Eu pensei em escrever sobre esse tema, pois nesse tempo de quarentena eu voltei a ter um hábito que não tinha desde os meus 17 anos. Aos 17, eu lia fanfics e via artes sobre então meu casal favorito, Nivanfield, nome de ship entre Chris Redfield e Piers Nivan, da série, Resident Evil. Bom, a Capcom provavelmente nunca irá anunciar o protagonista da sua série mais famosa como gay, mesmo ele não tendo nenhum relacionamento romântico ou interesse na história do jogo (e pra ser sincero, a Jill iria ficar melhor com o Carlos, eles tem mais química) E algumas pessoas podem pensar que isso não é importante para a história do jogo, e verdade, Resident Evil não foca em relacionamentos amorosos, mas quantos filmes e jogos você vê que a menina fica com o protagonista hetéro sem que isso melhore algo na trama? Pois bem, mulheres, LGBTs e pessoas não-brancas também querem esse tipo de romance, algo que seja focado na história de amor entre dois soldados que sobrevivem a um apocalipse zumbi, e tem muitas histórias de Nivanfield que expandem a história de Piers contando outros aspectos que acabam sendo mais interessantes do que o final amargo da campanha de Chris no jogo.

Atualmente minha obsessão está sendo com um ship de Overwatch. O jogo foi lançado em 2016, e apesar de estar no caminho de ser um jogo inclusivo no que se diz respeito a questão de: personagens LGBTs e mulheres com corpos diferentes que não seja um magro, nós temos, de mais de 20 personagens, 2 que são confirmados como personagens homossexuais, e 2 como personagens femininas que quebram o estigma de que mulheres nos jogos tem que ser apenas jovens e magras (Zarya e Ana).

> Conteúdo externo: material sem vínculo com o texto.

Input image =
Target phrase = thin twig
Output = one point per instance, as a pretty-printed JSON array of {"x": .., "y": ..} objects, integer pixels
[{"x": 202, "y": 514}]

Overwatch também tem uma grande parcela de personagens não-brancos, mas ainda vemos discussões de quando vão incluir uma mulher negra como jogável (Orissa não é considerada, uma vez que é um robô construído por uma personagem negra que não aparece efetivamente no jogo) Parece pouco, e é, mas acho que quando se trata de video game, todo progresso nesse caminho é algo bom já que tudo de diferente do esperado é recepcionado negativamente por uma parcela de gamers que simplesmente não aceitam o diferente ou o outro.

de qualquer forma, temos o mundo das fanfics para criar histórias mais engajadas e diferentes do que já foi apresentado pelo universo, como meu exemplo, de Overwatch. Desde que começou a quarentena eu ando fissurado em um certo cowboy e em um arqueiro do jogo…isso mesmo.

O ship Mchanzo já foi um dos mais famosos do Overwatch, junto com Pharmercy (ship da Pharah com a Mercy) e os dois são os favoritos do criador do jogo, Jeff Kaplan. Desses dois já vi histórias em que eram um casal na Califórnia em 1920, outra onde McCree era dono de um salão de beleza junto com outros personagens e o Hanzo era um cliente que acaba se apaixonando pelo dono. Temos também histórias de um Hanzo participando da nova Overwatch, um preludio do que pode acontecer em Overwatch 2, que alias, foi anunciado ano passado mas não temos noticia nenhuma mais. O jogo lançado em 2016, já está praticamente uns 3 anos sem nenhum desenvolvimento em sua trama, mas os fãs apaixonados pelo seus personagens, continuam criando outras histórias e tramas que continuam alimentando os jogadores que se encantaram com o universo criado pela Blizzard mas atualmente estão decepcionados com alguns direcionamentos da empresa.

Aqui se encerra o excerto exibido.